I’m not suggestion any should try write a pattern to match the RFC, in fact having done it I recommend that you don’t, but just be aware there will be holes in your pattern. The simpler the pattern the more holes there will be. I’ve often recommended to not use a regular expression to match email unless you are OK with there being a noticeable degree potential of failure of at least 20%.
Great idea for a series, just great.
There are some government domains in Ontario that even have triple nested extensions.

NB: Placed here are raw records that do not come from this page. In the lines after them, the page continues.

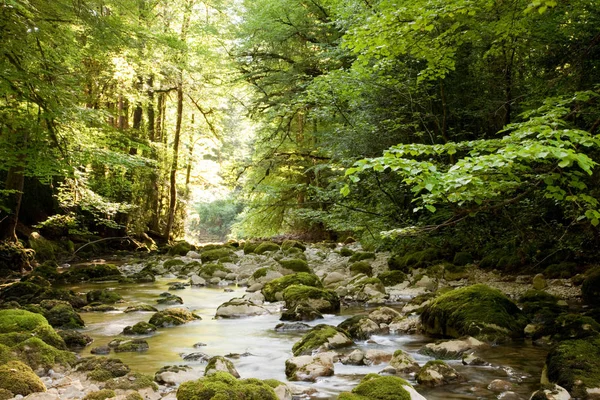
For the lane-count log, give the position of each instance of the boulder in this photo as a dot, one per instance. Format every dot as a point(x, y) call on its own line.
point(309, 368)
point(360, 327)
point(220, 364)
point(222, 385)
point(377, 387)
point(438, 373)
point(451, 349)
point(239, 308)
point(478, 311)
point(172, 317)
point(403, 363)
point(321, 338)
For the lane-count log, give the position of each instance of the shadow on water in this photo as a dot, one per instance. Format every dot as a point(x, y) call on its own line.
point(519, 363)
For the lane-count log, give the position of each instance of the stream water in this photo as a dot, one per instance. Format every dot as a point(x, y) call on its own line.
point(519, 363)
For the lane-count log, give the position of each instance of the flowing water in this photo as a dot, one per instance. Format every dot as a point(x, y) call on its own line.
point(519, 363)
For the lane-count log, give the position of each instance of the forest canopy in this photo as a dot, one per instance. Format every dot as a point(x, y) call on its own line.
point(467, 123)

Primarily the Government of Ontario Canada whose domain names follow the schema ‘http://WEBSITE.gov.on.ca’ and so will the ontario government email addresses. politician@health.gov.on.ca
Knowing this I suppose I could just add a secondary regex to check for the gov.on.ca after the first regex fails.
Regards,
Kevin
Fantastic series, Jeff!
Damon Medic
Hey Jeff , great series thanks
i have used this reg ex and its working great
^[A-Za-z0-9-_]+@[a-zA-Z0-9-_]+\.[A-Za-z]{2,4}(\.[A-Za-z]{2,4})?$
Great Series Jeffrey !
I have a question,In Regular Expression I can do something like If Statement?
For Example -
if we have a-zA-Z after the word something then
find *.!
else
find $%^
This is possible?
Email: /^[a-zA-Z0-9\._%\-]+@[a-zA-Z0-9\.\-]+\.[a-zA-Z]{2,6}$/
URL: /^((http(s?):\/\/)?)[a-z0-9]+([\-\.]{1}[a-z0-9]+)*\.[a-z]{2,5}(([0-9]{1,5})?\/.*)?$/ix
For Email:
/^\w+[\+\.\w-]*@([\w-]+\.)*\w+[\w-]*\.([a-z]{2,4}|\d+)$/i
Regular expression examples for decimals input
Positive Integers — ^\d+$
Negative Integers — ^-\d+$
Integer — ^-{0,1}\d+$
Positive Number — ^\d*\.{0,1}\d+$
Negative Number — ^-\d*\.{0,1}\d+$
Positive Number or Negative Number – ^-{0,1}\d*\.{0,1}\d+$
Phone number — ^\+?[\d\s]{3,}$
Phone with code — ^\+?[\d\s]+\(?[\d\s]{10,}$
Year 1900-2099 — ^(19|20)[\d]{2,2}$
Date (dd mm yyyy, d/m/yyyy, etc.) — ^([1-9]|0[1-9]|[12][0-9]|3[01])\D([1-9]|0[1-9]|1[012])\D(19[0-9][0-9]|20[0-9][0-9])$
IP v4 — ^(\d|[1-9]\d|1\d\d|2[0-4]\d|25[0-5])\.(\d|[1-9]\d|1\d\d|2[0-4]\d|25[0-5]){3}$
Regular expression examples for Alphabetic input
Personal Name — ^[\w\.\']{2,}([\s][\w\.\']{2,})+$
Username — ^[\w\d\_\.]{4,}$
Password at least 6 symbols — ^.{6,}$
Password or empty input — ^.{6,}$|^$
email — ^[\_]*([a-z0-9]+(\.|\_*)?)+@([a-z][a-z0-9\-]+(\.|\-*\.))+[a-z]{2,6}$
domain — ^([a-z][a-z0-9\-]+(\.|\-*\.))+[a-z]{2,6}$
Other regular expressions
Match no input — ^$
Match blank input — ^\s[\t]*$
Match New line — [\r\n]|$
The day 3 email does not seem to be loading.
I meant the day 3 video
For everyone looking for the best way to validate an email address in PHP:
http://www.linuxjournal.com/article/9585
This the best way I’ve seen till now.
But that was off-topic. Nice tut jeffrey
@Willabee
Thanks, your approach is better than mine
[\w-_.]+@+[\w-]+\.+([a-zA-z]{2,4}+\.[a-zA-z]{2,3}|[a-zA-z]{2,4})
to match domains with country extensions!